Algún día de seguro se quedó perdida su alma en alguna estación que nadie reclamó por la bocina.
Y hasta la noche será los ojos de esos ciegos; hasta justo el momento en que los suyos dejen de ver por unas horas y dará las gracias que eso se haya terminado, cansado sabrá que la mañana siguiente lo mismo le esperará. Queriendo saber quién es su madre, sin importarle de donde salió esa letra que los dos ciegos cantan con dolor mientras él los odia por los golpes que de pequeño le propinaban por “pendejo”.
No sabe su nombre, solo sabe lo que le espera mañana; “un día bueno pagarán”.

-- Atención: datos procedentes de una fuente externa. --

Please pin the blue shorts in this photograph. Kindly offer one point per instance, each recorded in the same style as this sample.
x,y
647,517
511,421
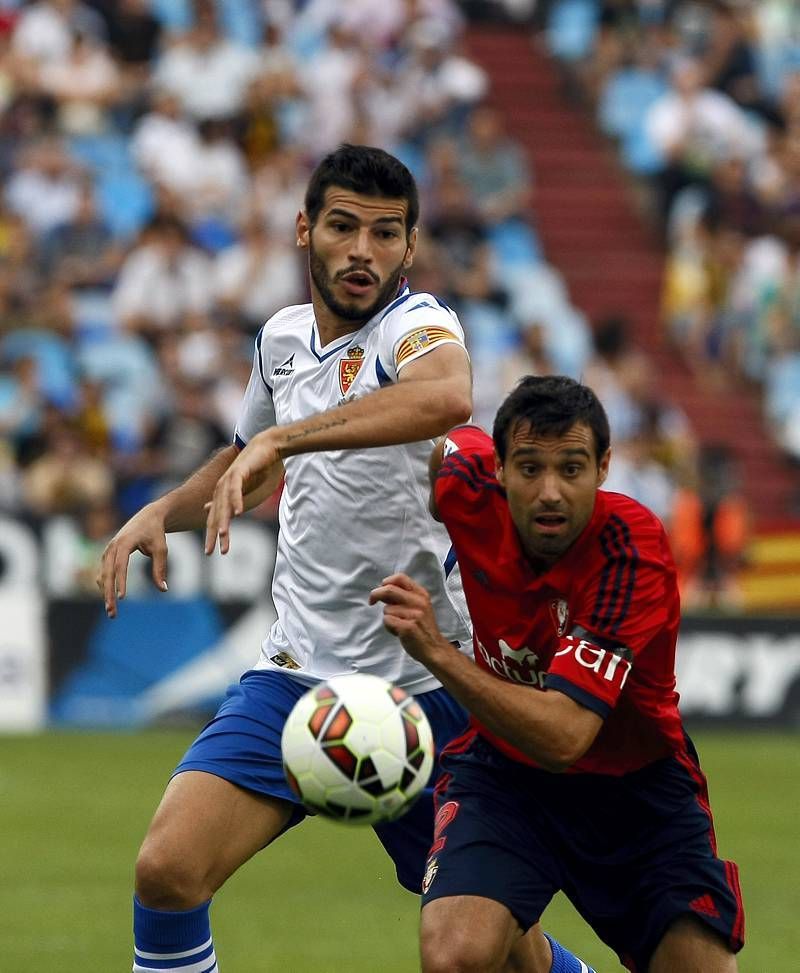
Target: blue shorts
x,y
632,853
242,744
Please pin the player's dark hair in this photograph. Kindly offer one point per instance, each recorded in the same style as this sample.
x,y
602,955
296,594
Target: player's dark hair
x,y
366,170
551,405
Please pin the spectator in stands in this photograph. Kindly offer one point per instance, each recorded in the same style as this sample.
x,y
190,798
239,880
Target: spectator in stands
x,y
493,168
44,32
67,476
208,72
81,252
45,190
162,279
710,531
693,127
258,274
85,84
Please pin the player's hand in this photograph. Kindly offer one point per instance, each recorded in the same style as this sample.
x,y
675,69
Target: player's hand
x,y
143,532
408,614
255,464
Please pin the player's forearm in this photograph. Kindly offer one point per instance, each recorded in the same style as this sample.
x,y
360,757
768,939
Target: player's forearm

Esas mañanas con neblina y frío destructor, odia estas épocas en las que otro niños tiene ilusión y el no. ¿Qué de nuevo traerá el año?
Nada.
Solo silencio y miedos, lloriqueos que nadie escucha y más viajes vertiginosos en el metro.
De caras que le miran altivo como yo que después de eso me siento tan odioso.
Debiera morirme por sentir lástima de él. O estar muerto como él debería ya estar.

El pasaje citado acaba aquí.